Erlich:I always anticipate interactions with the work to occur spontaneously. Children achieve this very well. Spontaneity is something we lost over time. For children, the whole world is a fascinating, and surprising place. Children cannot read longs books, but they can listen to stories, and play. They gain an understanding of the world through playing. The first step to knowledge comes with playing, and my work entails a lot of playing. Elements of surprise and new knowledge bring joy. While adults and children are different, we are the same animal.

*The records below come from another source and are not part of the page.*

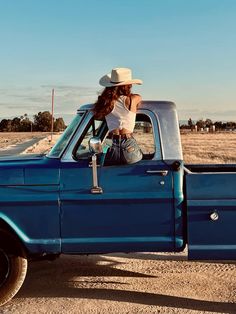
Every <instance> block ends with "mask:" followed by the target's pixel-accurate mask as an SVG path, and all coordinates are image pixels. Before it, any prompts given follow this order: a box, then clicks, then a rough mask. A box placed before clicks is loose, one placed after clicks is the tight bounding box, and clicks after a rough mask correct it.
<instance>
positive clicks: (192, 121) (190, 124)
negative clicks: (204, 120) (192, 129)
mask: <svg viewBox="0 0 236 314" xmlns="http://www.w3.org/2000/svg"><path fill="white" fill-rule="evenodd" d="M193 125H194V124H193V120H192V119H191V118H189V119H188V126H189V127H190V129H191V128H192V127H193Z"/></svg>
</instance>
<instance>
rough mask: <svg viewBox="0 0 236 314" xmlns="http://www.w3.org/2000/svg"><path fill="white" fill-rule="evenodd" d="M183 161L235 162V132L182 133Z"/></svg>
mask: <svg viewBox="0 0 236 314" xmlns="http://www.w3.org/2000/svg"><path fill="white" fill-rule="evenodd" d="M181 141H182V146H183V155H184V161H185V163H194V164H196V163H200V164H202V163H211V164H214V163H215V164H220V163H222V164H224V163H227V164H229V163H236V132H235V133H233V132H231V133H230V132H224V133H223V132H222V133H182V134H181Z"/></svg>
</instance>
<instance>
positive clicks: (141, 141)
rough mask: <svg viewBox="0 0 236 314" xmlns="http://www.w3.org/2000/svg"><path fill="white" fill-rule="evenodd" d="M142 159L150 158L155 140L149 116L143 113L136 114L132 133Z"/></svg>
mask: <svg viewBox="0 0 236 314" xmlns="http://www.w3.org/2000/svg"><path fill="white" fill-rule="evenodd" d="M133 135H134V137H135V139H136V141H137V143H138V145H139V147H140V148H141V150H142V152H143V156H144V159H152V158H153V156H154V154H155V142H154V136H153V128H152V123H151V121H150V118H149V117H148V116H146V115H144V114H137V118H136V123H135V128H134V133H133Z"/></svg>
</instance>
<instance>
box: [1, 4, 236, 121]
mask: <svg viewBox="0 0 236 314" xmlns="http://www.w3.org/2000/svg"><path fill="white" fill-rule="evenodd" d="M235 15H236V1H235V0H139V1H137V0H99V1H98V0H86V1H84V0H40V1H39V0H0V43H1V49H0V109H1V114H0V118H3V117H12V116H20V115H22V114H24V113H28V114H29V115H33V114H35V113H37V112H39V111H44V110H50V108H51V107H50V106H51V105H50V102H51V96H50V94H51V89H52V88H55V113H56V115H58V116H63V117H64V118H65V120H66V121H67V122H68V121H69V120H70V119H71V116H72V115H73V114H74V113H75V112H76V109H77V108H78V107H79V106H80V105H81V104H83V103H88V102H93V101H94V100H95V99H96V97H97V94H98V92H99V91H101V87H100V86H99V84H98V80H99V78H100V77H101V76H102V75H104V74H106V73H108V72H110V70H111V69H112V68H113V67H119V66H120V67H130V68H132V70H133V76H134V77H135V78H140V79H142V80H143V82H144V84H143V85H142V86H138V87H134V91H135V92H138V93H140V94H141V95H142V96H143V99H154V100H157V99H158V100H172V101H174V102H175V103H176V104H177V108H178V111H179V118H180V119H188V118H189V117H192V118H193V119H199V118H211V119H213V120H219V119H221V120H234V121H235V120H236V106H235V104H236V91H235V83H236V35H235V34H236V18H235Z"/></svg>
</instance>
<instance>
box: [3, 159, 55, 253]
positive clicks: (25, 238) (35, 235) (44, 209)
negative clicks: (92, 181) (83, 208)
mask: <svg viewBox="0 0 236 314" xmlns="http://www.w3.org/2000/svg"><path fill="white" fill-rule="evenodd" d="M0 173H2V174H3V173H4V174H5V175H6V177H4V176H3V175H2V177H1V178H0V218H1V219H2V220H4V221H5V222H6V223H7V224H8V225H9V226H10V227H11V228H12V229H13V230H15V232H16V234H17V235H18V236H19V238H20V239H21V240H22V241H23V242H24V243H25V246H26V247H27V248H28V250H29V252H31V253H38V254H40V253H44V252H46V253H58V252H60V221H59V218H60V216H59V167H58V162H57V161H54V162H52V161H51V160H49V159H47V158H43V157H42V158H37V159H19V160H14V161H7V160H6V161H4V162H0ZM19 173H20V174H21V176H20V178H21V180H18V179H17V180H16V179H15V178H19ZM8 175H9V177H8Z"/></svg>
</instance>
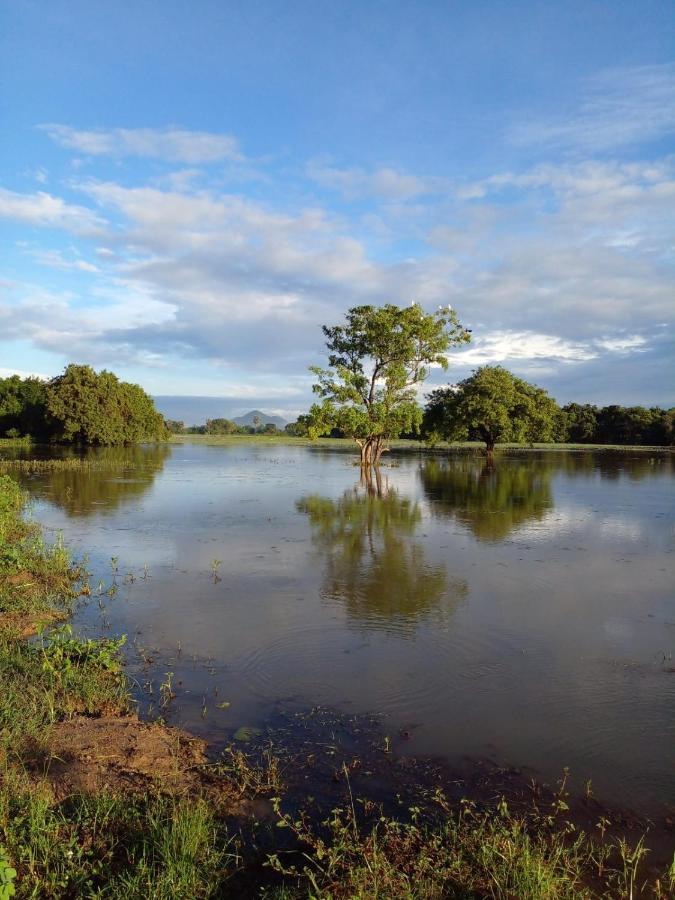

You could liken it to Hamachi, which is a progressive fish. There are some people who, when reaching a certain age, stop questioning and stop learning because they feel that they already know and understand enough. They lose their curiosity. It is a pity, because we can be 80 years old, and still bring new ideas into this world. New ideas are not only for young people, but it is for all those who are alive. Keep thinking, and keep awake.
Born 1973, in Buenos Aires, Argentina. His solo exhibitions include the Museum of Contemporary Art, Rome (2006) and MoMA PS1 (2008), with participations in numerous international exhibitions such as the Venice Biennale (2001) and the Liverpool Biennale (2008). He held his first solo exhibition in Japan in 2014 at the 21st Century Museum of Contemporary Art, Kanazawa. His solo exhibition “Leandro Erlich: Seeing is Believing” (Mori Art Museum, Tokyo, 2017~2018), received over 610,000 visitors. Art Front Gallery has been working with Leandro Erlich since the 2006 Echigo-Tsumari Art Triennale, coordinating the production of his projects and artworks for the Setouchi Triennale, KAMU kanazawa, as well as in Taiwan and Korea.